Pass a custom `obs_type_map` dict to `ObsGenConfig` to override or extend:

```python
my_map = {
    "MY_CUSTOM_TEMP": {"crocolake_var": "TEMP", "db_name": "MyDB"},
}
config = ObsGenConfig(..., obs_type_map=my_map)
```

## Time windows

Windows are half-open: `[t0, t0 + freq)`.  Adjacent windows share no
observations.  The last window may extend beyond `end` to keep all
window widths uniform.

`assimilation_frequency` accepts any `datetime.timedelta`, so sub-hourly
windows are fully supported:

```python
import datetime
from dartobsgen import ObsGenConfig

# 6-hour windows (default)
config = ObsGenConfig(..., assimilation_frequency=datetime.timedelta(hours=6))

# 30-minute windows
config = ObsGenConfig(..., assimilation_frequency=datetime.timedelta(minutes=30))
```

## Parallel generation

`generate_obs_sequences` runs windows in parallel using
`concurrent.futures.ProcessPoolExecutor`.  Control parallelism with the
`max_workers` argument:

```python
# All available CPUs (default)
written = generate_obs_sequences(config, source)

# Fixed number of worker processes
written = generate_obs_sequences(config, source, max_workers=4)

# Sequential (useful for debugging)
written = generate_obs_sequences(config, source, max_workers=1)
```

Each worker process independently opens the CrocoLake parquet database
and writes its own output file, so there are no shared-state conflicts.

**Note:** scripts that call `generate_obs_sequences` with `max_workers != 1`
must be run under a `if __name__ == "__main__":` guard (standard Python
multiprocessing requirement on macOS / Windows).

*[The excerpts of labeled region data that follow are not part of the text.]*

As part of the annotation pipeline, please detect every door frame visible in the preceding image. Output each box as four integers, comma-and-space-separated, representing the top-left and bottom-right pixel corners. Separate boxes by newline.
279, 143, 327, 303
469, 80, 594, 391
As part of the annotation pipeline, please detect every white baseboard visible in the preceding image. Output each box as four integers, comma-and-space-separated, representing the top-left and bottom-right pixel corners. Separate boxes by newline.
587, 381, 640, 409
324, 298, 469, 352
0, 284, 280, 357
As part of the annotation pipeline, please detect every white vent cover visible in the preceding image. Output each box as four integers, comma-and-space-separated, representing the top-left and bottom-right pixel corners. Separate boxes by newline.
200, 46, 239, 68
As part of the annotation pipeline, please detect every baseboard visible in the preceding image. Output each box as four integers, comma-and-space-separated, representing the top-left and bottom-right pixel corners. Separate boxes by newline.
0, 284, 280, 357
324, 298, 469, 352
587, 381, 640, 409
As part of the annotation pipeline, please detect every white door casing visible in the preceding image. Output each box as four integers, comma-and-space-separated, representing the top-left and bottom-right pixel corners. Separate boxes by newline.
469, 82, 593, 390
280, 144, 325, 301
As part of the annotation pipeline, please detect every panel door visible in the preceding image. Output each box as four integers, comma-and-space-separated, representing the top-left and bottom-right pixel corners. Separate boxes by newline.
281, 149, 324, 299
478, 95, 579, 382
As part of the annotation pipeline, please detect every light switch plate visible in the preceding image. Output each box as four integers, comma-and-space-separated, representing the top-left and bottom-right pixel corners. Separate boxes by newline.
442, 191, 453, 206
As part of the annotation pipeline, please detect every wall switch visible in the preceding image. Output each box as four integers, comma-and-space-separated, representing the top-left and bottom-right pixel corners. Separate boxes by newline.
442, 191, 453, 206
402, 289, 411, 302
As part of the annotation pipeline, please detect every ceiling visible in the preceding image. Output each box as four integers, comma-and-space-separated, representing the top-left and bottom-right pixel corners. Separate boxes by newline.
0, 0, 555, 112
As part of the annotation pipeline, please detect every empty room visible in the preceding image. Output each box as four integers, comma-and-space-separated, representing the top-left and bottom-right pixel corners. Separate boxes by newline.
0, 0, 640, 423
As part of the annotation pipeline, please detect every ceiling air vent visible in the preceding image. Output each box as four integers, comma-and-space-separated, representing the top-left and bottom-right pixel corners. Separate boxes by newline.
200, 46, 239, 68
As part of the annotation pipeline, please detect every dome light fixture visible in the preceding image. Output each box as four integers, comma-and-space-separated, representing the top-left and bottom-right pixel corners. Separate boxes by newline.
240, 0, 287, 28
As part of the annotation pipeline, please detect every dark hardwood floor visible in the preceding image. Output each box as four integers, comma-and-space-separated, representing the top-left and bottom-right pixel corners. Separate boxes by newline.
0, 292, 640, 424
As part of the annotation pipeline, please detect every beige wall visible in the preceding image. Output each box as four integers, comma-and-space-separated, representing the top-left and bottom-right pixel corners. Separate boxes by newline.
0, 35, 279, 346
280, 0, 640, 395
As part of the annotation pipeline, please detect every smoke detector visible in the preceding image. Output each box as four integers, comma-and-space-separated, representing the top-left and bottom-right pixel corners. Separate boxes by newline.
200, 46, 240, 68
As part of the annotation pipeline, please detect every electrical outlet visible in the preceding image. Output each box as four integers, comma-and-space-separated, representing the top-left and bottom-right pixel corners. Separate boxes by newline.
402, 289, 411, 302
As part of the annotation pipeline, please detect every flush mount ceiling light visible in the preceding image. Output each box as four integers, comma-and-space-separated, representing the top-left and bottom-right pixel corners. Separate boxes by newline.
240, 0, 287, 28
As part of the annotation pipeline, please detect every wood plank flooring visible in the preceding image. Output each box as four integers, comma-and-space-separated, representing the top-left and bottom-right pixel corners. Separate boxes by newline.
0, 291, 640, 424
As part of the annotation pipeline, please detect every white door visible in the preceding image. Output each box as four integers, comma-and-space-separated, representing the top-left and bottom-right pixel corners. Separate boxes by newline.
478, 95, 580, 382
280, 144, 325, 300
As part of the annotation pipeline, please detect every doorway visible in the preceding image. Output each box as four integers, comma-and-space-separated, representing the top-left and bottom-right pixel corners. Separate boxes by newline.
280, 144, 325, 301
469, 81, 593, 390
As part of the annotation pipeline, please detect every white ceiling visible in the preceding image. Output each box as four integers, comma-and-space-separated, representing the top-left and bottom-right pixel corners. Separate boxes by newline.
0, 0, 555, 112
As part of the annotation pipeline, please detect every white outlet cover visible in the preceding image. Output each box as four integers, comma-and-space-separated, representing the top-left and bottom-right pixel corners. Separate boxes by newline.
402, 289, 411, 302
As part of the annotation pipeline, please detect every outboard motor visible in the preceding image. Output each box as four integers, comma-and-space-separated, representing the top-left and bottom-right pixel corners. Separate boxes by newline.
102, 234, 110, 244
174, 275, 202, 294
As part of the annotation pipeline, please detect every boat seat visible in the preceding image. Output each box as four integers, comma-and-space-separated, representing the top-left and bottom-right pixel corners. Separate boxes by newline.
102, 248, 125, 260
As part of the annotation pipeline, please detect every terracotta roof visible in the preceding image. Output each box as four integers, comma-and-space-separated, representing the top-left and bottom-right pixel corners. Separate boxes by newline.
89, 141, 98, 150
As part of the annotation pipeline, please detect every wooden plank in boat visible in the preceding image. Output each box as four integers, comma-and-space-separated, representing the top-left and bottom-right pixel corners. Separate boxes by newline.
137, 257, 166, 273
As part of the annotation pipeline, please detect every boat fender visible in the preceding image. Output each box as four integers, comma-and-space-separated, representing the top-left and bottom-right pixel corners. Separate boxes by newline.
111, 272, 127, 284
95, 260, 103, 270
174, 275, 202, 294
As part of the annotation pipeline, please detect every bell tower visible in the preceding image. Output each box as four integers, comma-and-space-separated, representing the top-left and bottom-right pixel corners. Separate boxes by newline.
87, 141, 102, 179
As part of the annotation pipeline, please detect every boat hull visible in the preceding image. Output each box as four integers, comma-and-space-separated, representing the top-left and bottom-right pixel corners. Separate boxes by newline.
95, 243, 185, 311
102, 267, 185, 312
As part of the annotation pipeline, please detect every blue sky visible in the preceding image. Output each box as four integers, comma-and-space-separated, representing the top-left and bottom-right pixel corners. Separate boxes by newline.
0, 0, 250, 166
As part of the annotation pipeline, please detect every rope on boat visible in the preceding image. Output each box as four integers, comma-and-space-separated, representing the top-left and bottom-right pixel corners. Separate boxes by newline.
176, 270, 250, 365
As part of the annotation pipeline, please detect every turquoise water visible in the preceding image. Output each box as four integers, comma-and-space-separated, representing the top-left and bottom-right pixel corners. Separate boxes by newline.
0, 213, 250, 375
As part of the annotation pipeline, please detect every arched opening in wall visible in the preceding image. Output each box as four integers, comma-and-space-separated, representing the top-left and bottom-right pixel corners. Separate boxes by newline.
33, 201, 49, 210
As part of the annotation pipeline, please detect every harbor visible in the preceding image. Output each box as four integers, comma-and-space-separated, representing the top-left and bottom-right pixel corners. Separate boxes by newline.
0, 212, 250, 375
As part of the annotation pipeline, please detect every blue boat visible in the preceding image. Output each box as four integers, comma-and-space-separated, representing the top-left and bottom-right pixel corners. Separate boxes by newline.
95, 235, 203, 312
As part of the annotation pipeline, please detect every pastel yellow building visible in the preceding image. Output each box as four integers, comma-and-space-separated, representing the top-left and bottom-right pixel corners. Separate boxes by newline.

## Adding a new data source

Subclass `dartobsgen.DataSource` and implement `write_obs_seq()`:

```python
from dartobsgen import DataSource

class MySource(DataSource):
    def write_obs_seq(self, output_file, date0, date1,
                      lat_min, lat_max, lon_min, lon_max,
                      obs_types, obs_type_map) -> bool:
        # fetch data, write output_file, return True if written
        ...
```

`ObsSeqSource` in `dartobsgen.sources.base` is a pre-wired stub for
a future data source backed by a bank of existing obs_seq files.